Dans les années 1960 et 1970, l'équipe soviétique de Hockey sur glace, emmenée par les joueurs du club de l'Armée Rouge, le CSKA Moscou, rafle la quasi-totalité des titres mondiaux à la barbe du Canada et des États-Unis. Au début des 1980, l'humiliation des équipes de l'Ouest continue grâce à une "dream team" de cinq joueurs se connaissant par cœur, dont Viatcheslav "Slava" Fetissov. En centrant son documentaire sur ce défenseur légendaire, et à l'aide d'une impressionnante masse d'archives, Gabe Polsky s'intéresse moins aux exploits hors du commun de l'Armée Rouge qu'au lent mais sûr déclin de l'URSS Brejnevienne, illustré par le destin de ces cinq magiciens de la crosse et du palet.

Il y a les échecs pour la tête - les amateurs des soixante-quatre cases s'amuseront de l'apparition furtive de Karpov, champion du Monde de 1975 à 1985, dans les premières minutes du film - et pour les jambes le sport, donc le Hockey. Entraînés comme des bêtes de somme depuis leur enfance, les hockeyeurs russes, sans surprise, approchent la perfection sur la glace.

Un style soviétique

Mais surtout, et là aussi la comparaison avec les échecs tient, il y a un "style" soviétique. Les joueurs livrent un véritable ballet sur les patinoires et, même quand on n'y connaît rien, c'est un enchantement. Or un style, comme une culture, ne sort pas de nulle part, et surtout pas de l'ADN, mais de la volonté acharnée de quelques uns, ici d'Anatoli Tarassov, vainqueur en tant qu'entraîneur de dix (!) championnats du Monde et de trois Jeux Olympiques - puis mis à l'écart en 1972 : on est loin des purges des années 1930 mais la vie d'entraîneur soviétique n'est toujours pas un long fleuve tranquille.

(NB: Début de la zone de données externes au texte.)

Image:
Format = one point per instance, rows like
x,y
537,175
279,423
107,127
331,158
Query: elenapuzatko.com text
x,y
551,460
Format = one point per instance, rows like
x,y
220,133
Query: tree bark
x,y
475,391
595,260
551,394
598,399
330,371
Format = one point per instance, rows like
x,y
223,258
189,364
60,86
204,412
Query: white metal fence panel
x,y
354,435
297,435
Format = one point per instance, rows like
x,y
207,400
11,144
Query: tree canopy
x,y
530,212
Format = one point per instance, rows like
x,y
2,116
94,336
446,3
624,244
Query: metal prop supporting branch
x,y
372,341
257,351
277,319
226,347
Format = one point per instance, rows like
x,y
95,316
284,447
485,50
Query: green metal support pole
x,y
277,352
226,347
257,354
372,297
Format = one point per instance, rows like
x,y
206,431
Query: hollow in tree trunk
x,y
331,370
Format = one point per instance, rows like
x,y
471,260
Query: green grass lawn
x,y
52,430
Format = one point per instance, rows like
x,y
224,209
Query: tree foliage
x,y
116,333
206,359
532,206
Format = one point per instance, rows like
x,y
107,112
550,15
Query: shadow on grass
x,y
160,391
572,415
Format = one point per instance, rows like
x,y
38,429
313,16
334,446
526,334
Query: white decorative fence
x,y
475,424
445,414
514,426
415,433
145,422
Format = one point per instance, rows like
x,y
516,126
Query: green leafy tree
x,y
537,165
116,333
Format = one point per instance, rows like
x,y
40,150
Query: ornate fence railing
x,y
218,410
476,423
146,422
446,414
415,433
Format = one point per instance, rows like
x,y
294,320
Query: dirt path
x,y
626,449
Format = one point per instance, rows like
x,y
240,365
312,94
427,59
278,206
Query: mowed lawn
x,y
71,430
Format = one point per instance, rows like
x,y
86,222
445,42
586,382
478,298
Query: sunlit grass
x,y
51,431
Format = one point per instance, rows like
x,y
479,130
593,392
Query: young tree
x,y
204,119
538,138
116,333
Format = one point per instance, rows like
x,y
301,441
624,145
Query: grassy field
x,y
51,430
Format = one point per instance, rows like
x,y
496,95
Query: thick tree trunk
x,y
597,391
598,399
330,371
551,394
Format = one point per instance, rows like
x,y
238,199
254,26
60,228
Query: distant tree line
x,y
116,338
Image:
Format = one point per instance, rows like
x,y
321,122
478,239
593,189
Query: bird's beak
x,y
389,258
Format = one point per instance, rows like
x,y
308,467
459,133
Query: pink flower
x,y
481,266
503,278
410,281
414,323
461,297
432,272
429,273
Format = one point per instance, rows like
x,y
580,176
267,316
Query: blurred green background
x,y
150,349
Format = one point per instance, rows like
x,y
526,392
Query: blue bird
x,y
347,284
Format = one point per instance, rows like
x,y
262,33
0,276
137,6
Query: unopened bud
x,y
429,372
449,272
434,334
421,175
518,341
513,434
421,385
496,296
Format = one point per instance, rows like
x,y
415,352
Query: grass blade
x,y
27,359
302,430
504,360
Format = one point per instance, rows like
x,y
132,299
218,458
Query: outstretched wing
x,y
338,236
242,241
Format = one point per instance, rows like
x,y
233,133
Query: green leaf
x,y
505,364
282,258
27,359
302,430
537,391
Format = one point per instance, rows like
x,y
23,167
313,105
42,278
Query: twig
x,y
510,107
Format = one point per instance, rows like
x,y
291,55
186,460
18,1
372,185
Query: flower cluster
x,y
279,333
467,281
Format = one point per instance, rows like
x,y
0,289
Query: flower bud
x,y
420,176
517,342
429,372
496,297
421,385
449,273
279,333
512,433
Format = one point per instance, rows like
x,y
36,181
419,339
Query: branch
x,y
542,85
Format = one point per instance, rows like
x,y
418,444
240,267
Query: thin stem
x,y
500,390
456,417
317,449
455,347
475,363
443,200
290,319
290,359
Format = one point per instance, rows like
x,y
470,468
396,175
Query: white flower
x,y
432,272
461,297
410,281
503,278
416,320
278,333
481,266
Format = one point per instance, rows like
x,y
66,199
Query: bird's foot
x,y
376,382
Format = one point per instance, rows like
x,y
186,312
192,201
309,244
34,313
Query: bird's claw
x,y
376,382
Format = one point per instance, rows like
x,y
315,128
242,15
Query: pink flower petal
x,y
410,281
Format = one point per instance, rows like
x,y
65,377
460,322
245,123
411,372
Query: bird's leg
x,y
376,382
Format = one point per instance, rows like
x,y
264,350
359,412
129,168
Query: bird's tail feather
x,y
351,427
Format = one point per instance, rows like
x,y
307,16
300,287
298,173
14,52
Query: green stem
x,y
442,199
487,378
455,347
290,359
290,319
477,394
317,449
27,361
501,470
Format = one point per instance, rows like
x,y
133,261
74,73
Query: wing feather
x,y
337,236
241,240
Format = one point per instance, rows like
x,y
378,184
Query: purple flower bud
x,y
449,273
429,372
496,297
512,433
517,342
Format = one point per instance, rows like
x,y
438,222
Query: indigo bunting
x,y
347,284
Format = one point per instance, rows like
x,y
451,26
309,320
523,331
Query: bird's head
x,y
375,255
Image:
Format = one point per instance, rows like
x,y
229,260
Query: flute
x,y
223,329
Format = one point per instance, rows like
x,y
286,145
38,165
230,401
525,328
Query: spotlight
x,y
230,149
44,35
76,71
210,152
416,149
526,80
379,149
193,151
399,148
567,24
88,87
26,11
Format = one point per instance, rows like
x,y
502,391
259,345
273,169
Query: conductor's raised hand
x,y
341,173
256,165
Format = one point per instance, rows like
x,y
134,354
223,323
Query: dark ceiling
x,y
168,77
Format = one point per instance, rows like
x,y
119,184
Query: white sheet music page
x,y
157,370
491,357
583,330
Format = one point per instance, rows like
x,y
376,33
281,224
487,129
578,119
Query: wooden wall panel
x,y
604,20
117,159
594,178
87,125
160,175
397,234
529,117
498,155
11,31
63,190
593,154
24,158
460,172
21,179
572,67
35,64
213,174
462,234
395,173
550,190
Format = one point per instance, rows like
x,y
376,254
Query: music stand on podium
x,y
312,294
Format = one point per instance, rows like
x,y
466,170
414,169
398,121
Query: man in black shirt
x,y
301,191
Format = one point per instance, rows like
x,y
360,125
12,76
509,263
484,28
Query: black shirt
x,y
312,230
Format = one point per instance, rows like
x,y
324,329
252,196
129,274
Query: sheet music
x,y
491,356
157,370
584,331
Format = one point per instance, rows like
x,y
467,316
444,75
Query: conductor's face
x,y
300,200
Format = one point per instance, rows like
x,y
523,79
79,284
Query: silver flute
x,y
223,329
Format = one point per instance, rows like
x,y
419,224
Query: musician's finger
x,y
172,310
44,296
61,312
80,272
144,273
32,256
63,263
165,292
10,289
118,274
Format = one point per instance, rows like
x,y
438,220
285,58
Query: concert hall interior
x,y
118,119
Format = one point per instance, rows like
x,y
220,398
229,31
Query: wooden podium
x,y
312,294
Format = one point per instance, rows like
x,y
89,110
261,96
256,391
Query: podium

Et un style, comme une culture, supporte mal le transport : avec la Perestroïka, les joueurs russes inondent la NHL nord-américaine et s'y gavent de dollars, mais ce sont finalement eux qui se noient. Car aux États-Unis et au Canada, on paie les joueurs (très) cher mais on les laisse jouer pour leur pomme et se castagner comme des gosses. Comme des petits rats perdus sur un ring de catch, les nouveaux arrivants ne sont pas seulement victimes du racisme des joueurs locaux - l'effet plombier polonais -, ils souffrent d'une totale inadaptation aux mœurs, sur la glace bien plus qu'en dehors.

L'épopée des Red Wings

Pas mal rentreront au bercail mais entre temps, ironie du sort, l'entraîneur des Red Wings de Detroit réussit le coup du siècle en réunissant dans son club cinq Russes, dont Fetissov, et en ayant la bonne idée de les laisser jouer comme ils l'entendent. Résultat, record du plus grand nombre de victoires en NHL en 1995-1996 et deux titres consécutifs en 1997 et 1998.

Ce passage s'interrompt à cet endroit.